Sagem Défense Sécurité présente sur son stand les principales techniques de biométrie appliquée à la sûreté aéroportuaire, un marché mondial appelé à un rapide développement.
Sagem Défense Sécurité est aujourd’hui l’une des rares sociétés à maîtriser l’ensemble de la chaîne du contrôle d’accès biométrique : depuis les capteurs jusqu’aux algorithmes de traitement des informations, en passant par les terminaux de travail. « Cette expertise d’intégrateur se double maintenant d’un retour d’expérience important dans le domaine de la sûreté aérienne », précise Thierry Rabaud, directeur du département Transport et Contrôle d’Accès de Sagem Défense Sécurité.
Depuis le 1 er juillet 2004, les personnels des aéroports parisiens disposent de badges auxquels a été ajoutée une puce contenant des données biométriques (empreintes digitales).
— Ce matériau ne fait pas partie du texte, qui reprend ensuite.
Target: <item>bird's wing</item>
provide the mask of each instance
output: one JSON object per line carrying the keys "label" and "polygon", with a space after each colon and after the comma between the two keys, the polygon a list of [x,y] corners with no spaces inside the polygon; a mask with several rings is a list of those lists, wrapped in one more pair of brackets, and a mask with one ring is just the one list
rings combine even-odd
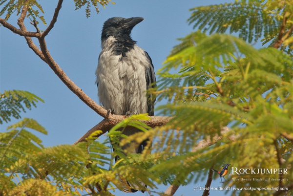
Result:
{"label": "bird's wing", "polygon": [[[150,88],[154,88],[156,87],[156,76],[154,71],[154,65],[152,64],[151,59],[147,54],[147,52],[145,51],[145,55],[148,60],[149,66],[146,68],[146,89]],[[154,115],[155,101],[156,100],[155,96],[153,94],[148,94],[147,95],[147,107],[148,108],[148,113],[150,116]]]}
{"label": "bird's wing", "polygon": [[[103,52],[104,52],[104,50],[102,50],[102,51],[101,52],[101,53],[100,53],[100,55],[99,55],[99,59],[98,59],[98,62],[100,62],[100,57],[101,57],[101,55],[102,55],[102,54],[103,53]],[[99,65],[99,63],[98,63],[98,65]],[[96,71],[96,76],[97,76],[97,74],[98,74],[98,73],[97,73],[97,71]],[[99,88],[99,82],[98,82],[98,80],[97,80],[96,81],[96,84],[97,85],[97,87]]]}

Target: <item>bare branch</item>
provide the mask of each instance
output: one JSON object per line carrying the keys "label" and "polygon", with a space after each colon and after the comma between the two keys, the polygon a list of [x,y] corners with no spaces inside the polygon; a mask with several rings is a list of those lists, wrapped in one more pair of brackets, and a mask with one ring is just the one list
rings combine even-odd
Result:
{"label": "bare branch", "polygon": [[91,99],[90,97],[84,93],[81,88],[78,87],[77,85],[70,80],[58,64],[57,64],[54,60],[47,49],[47,45],[44,38],[42,37],[39,38],[39,42],[40,43],[41,49],[42,53],[44,55],[46,63],[47,63],[50,67],[51,67],[61,81],[63,82],[70,90],[77,95],[77,96],[88,107],[102,117],[104,118],[106,117],[107,110],[97,104],[94,101]]}
{"label": "bare branch", "polygon": [[[208,179],[207,180],[207,183],[205,185],[205,187],[209,187],[210,186],[210,184],[211,184],[211,181],[212,181],[212,174],[213,174],[213,171],[210,169],[209,171],[209,174],[208,174]],[[209,196],[209,189],[205,189],[205,191],[203,193],[202,196]]]}
{"label": "bare branch", "polygon": [[[103,109],[105,111],[105,109]],[[80,142],[84,142],[85,139],[88,137],[91,134],[95,132],[97,130],[101,130],[102,132],[95,136],[97,137],[100,137],[101,135],[105,133],[106,132],[110,131],[114,126],[125,119],[127,117],[126,116],[120,116],[115,114],[110,114],[107,116],[106,118],[101,121],[99,124],[93,127],[90,130],[88,130],[85,134],[83,135],[80,139],[76,141],[73,145],[76,145]],[[151,118],[149,121],[142,121],[142,122],[146,123],[147,126],[150,127],[156,127],[158,126],[162,126],[167,124],[168,122],[172,117],[166,116],[149,116]]]}
{"label": "bare branch", "polygon": [[7,22],[5,20],[0,18],[0,23],[4,26],[6,27],[13,33],[19,35],[21,36],[28,36],[31,37],[40,37],[41,34],[36,32],[24,31],[19,29],[13,26],[11,24]]}
{"label": "bare branch", "polygon": [[42,34],[42,37],[44,37],[48,33],[51,31],[51,30],[54,27],[54,25],[57,21],[57,18],[58,18],[58,15],[59,14],[59,11],[62,7],[62,3],[63,2],[63,0],[59,0],[58,1],[58,3],[57,4],[57,6],[55,8],[55,11],[54,13],[54,15],[53,15],[53,18],[52,19],[52,21],[51,21],[51,22],[50,22],[50,24],[47,27],[47,28],[44,31],[43,33]]}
A chaque passage par un poste d’inspection et filtrage (PIF) pour accéder en zone réservée, le badge est lu, identifié par les données biométriques et la photo de son titulaire s’affiche sur un écran. Le surveillant n’a plus qu’à vérifier que l’image qui apparaît est bien celle de la personne devant lui.
L’intérêt du système est double : il fluidifie le passage des personnels, qui n’ont plus à présenter de pièce d’identité, tout en apportant un véritable renforcement de la sécurité.
Plus de 140 000 personnes utilisent ce système qui enregistre un flux quotidien de 34 000 passages par les PIF d’Orly et de Roissy. « Sans doute à ce jour la plus grosse application de la biométrie », souligne Thierry Rabaud.
Un projet pilote
Sagem Défense Sécurité développe par ailleurs « Pégase », un projet pilote en test au terminal 2F de Roissy depuis le début du mois de juin et jusqu’à la fin de l’année. Chaque passager peut obtenir auprès de la Police aux Frontières une carte personnalisée, associée au passeport, sur laquelle sont numérisées ses empreintes digitales. Muni de cette carte, le passager peut ensuite passer seul le contrôle de douane pour entrer ou sortir du territoire national. Ce passage se fait dans un sas spécialement équipé non seulement pour lire les empreintes et les cartes, mais aussi pour détecter toute tentative de fraude (passage à plusieurs, utilisation d’un faux doigt, etc.).
« L’utilisation des empreintes digitales est un principe très fiable pour lequel nous disposons de plus de 20 ans d’expérience », rappelle Thierry Rabaud, tout en précisant que Sagem Défense Sécurité n’en néglige pas pour autant les autres pistes de la biométrie : reconnaissance du visage et analyse de l’iris de l’œil. Les principaux aéroports britanniques (Heathrow 2 et 4, Gatwick, Manchester et Birmingham) lui ont d’ailleurs confié l’installation de sas à unicité de passage utilisant la reconnaissance de l’iris.
Empreintes digitales, iris, visage : les trois principales technologies de biométrie sont regroupées dans une station d’inscription multibiométrique et de fabrication de passeports exposée sur le stand de Sagem Défense Sécurité. Un document encore expérimental, mais qui préfigure des futures normes sur lesquelles discute déjà l’Organisation de l’Aviation Civile Internationale (OACI).